Сто один день - страница 7



– Кажется, это называется, любовь?

Госпожа, не поворачиваясь, протянула руку, и погладила его по бедру. Оскар скользил ладонями по ее груди, но она резко вонзила острые ногти в его пульсирующую плоть. На глазах выступили слезы, тошнотворный ком подкатил к горлу.

– Зачем ты так?!

– Извини! Я хочу, чтобы ты все правильно понял, и не питал иллюзий. Это – не ролевые игры, и мы с тобой не любовники. Ты – собака. Я – Госпожа. Я буду о тебе заботиться, кормить, поить – ты ведь пьющая собака?

Он быстро кивнул.

– Браво! Я буду тебя лечить, если ты заболеешь. Когда мне надоест, я тебя прогоню. Или сдам на живодерню. Иногда я тебя буду наказывать, – продолжала она будничным тоном. – Я – ласковая Госпожа, ты останешься доволен. К тому же я – обеспеченная Хозяйка, и ты ни в чем не будешь нуждаться. Твое преимущество перед другими псами – ты разговариваешь, и выгуливать не надо. Впрочем, ты можешь отказаться, будешь лазать по помойкам, и клянчить у шлюх мелочь на выпивку. Если останешься, я полечу твою рану, и поведу ужинать. Но ужинать я пойду с собакой, а не с любовником. Решай!

Она ушла в другую комнату, и разговаривала по телефону. Оскар допил коньяк, внимательно исследовал половые органы. Никаких следов. Только страх. Стрелки на циферблате настенных часов подползли к отметке десять. Заурчало в животе, за весь день он съел кусок копченой свинины, и три сырых яйца. Девушка вернулась в комнату.

– Мне пора!

Оскар медленно встал на четвереньки, и потерся головой о ее колени.

– Вот и славно! А теперь давай полечим нашего песика… – она поправила уложенные волосы, и опустилась на колени.

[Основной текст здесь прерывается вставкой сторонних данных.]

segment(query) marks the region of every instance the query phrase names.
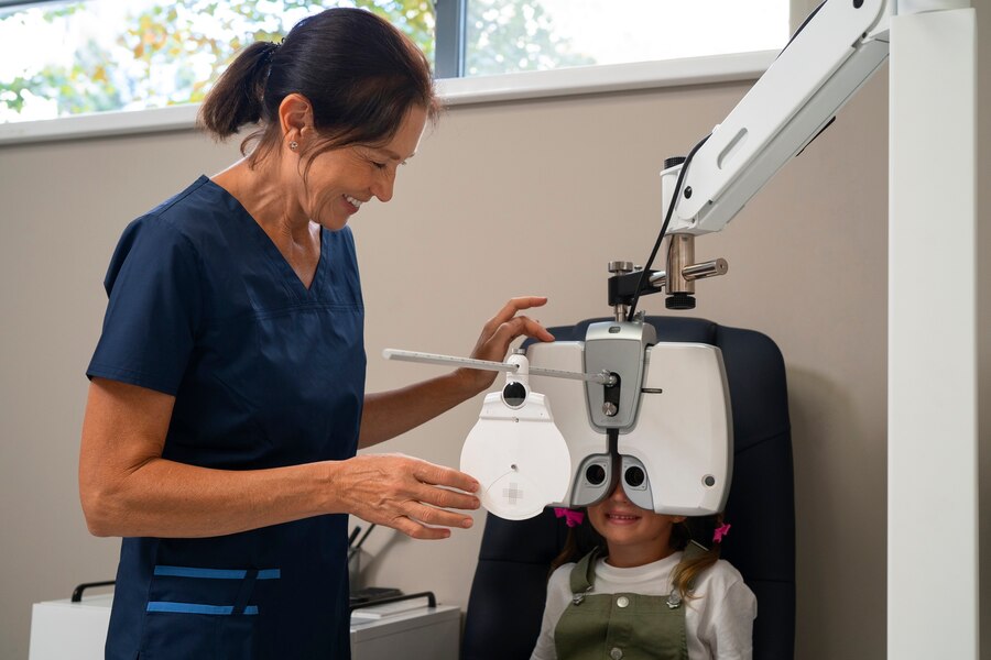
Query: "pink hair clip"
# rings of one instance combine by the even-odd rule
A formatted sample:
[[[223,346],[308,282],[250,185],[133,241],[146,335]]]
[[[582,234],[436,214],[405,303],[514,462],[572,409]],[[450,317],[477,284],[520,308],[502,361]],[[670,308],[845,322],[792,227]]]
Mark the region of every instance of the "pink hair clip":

Бес в пятнашки играл с бледной тенью моей,
Горечь слез на губах,
Сладкой боли горшей.
Я дотронулся пальцем до края земли,
И умолк навсегда.
Вспомнив губы твои…

На лестничной площадке стоял крепкий парень в черном костюме. Оскар оскалил зубы, и негромко зарычал.

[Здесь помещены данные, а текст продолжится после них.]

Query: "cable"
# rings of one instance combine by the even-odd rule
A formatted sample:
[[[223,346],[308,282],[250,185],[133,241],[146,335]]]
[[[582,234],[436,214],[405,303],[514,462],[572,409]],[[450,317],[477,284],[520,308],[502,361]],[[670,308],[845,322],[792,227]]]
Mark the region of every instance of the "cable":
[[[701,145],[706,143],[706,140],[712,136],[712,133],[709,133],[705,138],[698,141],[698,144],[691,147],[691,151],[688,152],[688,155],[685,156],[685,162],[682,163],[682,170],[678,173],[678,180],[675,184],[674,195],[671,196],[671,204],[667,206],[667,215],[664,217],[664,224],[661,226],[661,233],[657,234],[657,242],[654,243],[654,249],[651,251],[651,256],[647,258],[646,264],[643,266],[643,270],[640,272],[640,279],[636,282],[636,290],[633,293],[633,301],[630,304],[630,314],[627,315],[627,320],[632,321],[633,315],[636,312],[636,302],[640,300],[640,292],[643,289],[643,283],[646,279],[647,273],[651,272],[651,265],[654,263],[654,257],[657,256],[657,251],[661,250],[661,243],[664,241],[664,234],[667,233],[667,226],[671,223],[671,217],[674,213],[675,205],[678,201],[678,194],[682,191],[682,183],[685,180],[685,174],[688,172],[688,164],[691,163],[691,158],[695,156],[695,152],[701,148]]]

– Молодец, хороший мальчик! Это – свои…

В лифте она протянула человеку-псу мягкий кожаный ошейник.

– Надень!

– Но ведь люди увидят! – запротестовал он, и тотчас получил звонкую оплеуху. Он покорно надел ошейник.

– Умница! – она почесала его за ухом, достала из сумочки зеленый платок, повязала его поверх ошейника.

– Твоя мамочка умная и заботливая!

На улице их ожидал «мерседес» представительского класса. Оскар нырнул в открытую дверь, уселся на заднее сидение, Госпожа села рядом с водителем, и машина бесшумно тронулась с места. Хозяйка негромко беседовала с водителем, парня звали Эдуард. Он бросил неприязненный взгляд через зеркало, пес стушевался, а затем оскалил зубы и негромко зарычал.

– Откуда ты его взяла? – говорил Эд.

– На улице привязался, ну прям бродячая собака!

– Прикол! Он что, мелочь клянчил?

– Вроде того…

– Обычный попрошайка!

– Поэт, между прочим!

Загорелся зеленый свет, машина тронулась с места.

– Любой неудачник, мнит себя поэтом! – усмехнулся шофер.

– Ревнуешь? – женщина прижалась к водителю, и коснулась губами его уха. Оскар тихо зарычал.

Автомобиль припарковался возле особняка, построенного в стиле зрелого барокко. Будучи городским бродягой, человек-пес не узнавал этого места. Только что они свернули с Песочной набережной на Крестовский остров – место обитания питерских толстосумов, и словно по волшебству оказались в парковой роще. Они вышли из машины, и пройдя по узкой, вымощенной каменными плитами дорожке подошли к дверям. Дверь была произведением искусства, шедевром литейщиков. Золотистые змеи переплетались в тугие клубки, ядовитые пасти зловеще скалились, из черных глубин зева выскальзывал маленький язычок. Чешуя отливала сусальным глянцем, казалось, одна соскользнет с дверного навеса, и упругой массой обрушится на голову. А другая уже тянется маленьким жалом к голой руке, и в изумрудных глазах загорается чудная змеиная злость. Оскар заметил, что аспид повернул ромбовидную голову, и уставился тяжелым гипнотическим взглядом. Ноги его налились свинцовой тяжестью, ужас наполнил сердце, заставив сжаться в болезненный комочек. Змея зашипела, и из приоткрытой пасти метнулся черный язычок. Госпожа весело рассмеялась.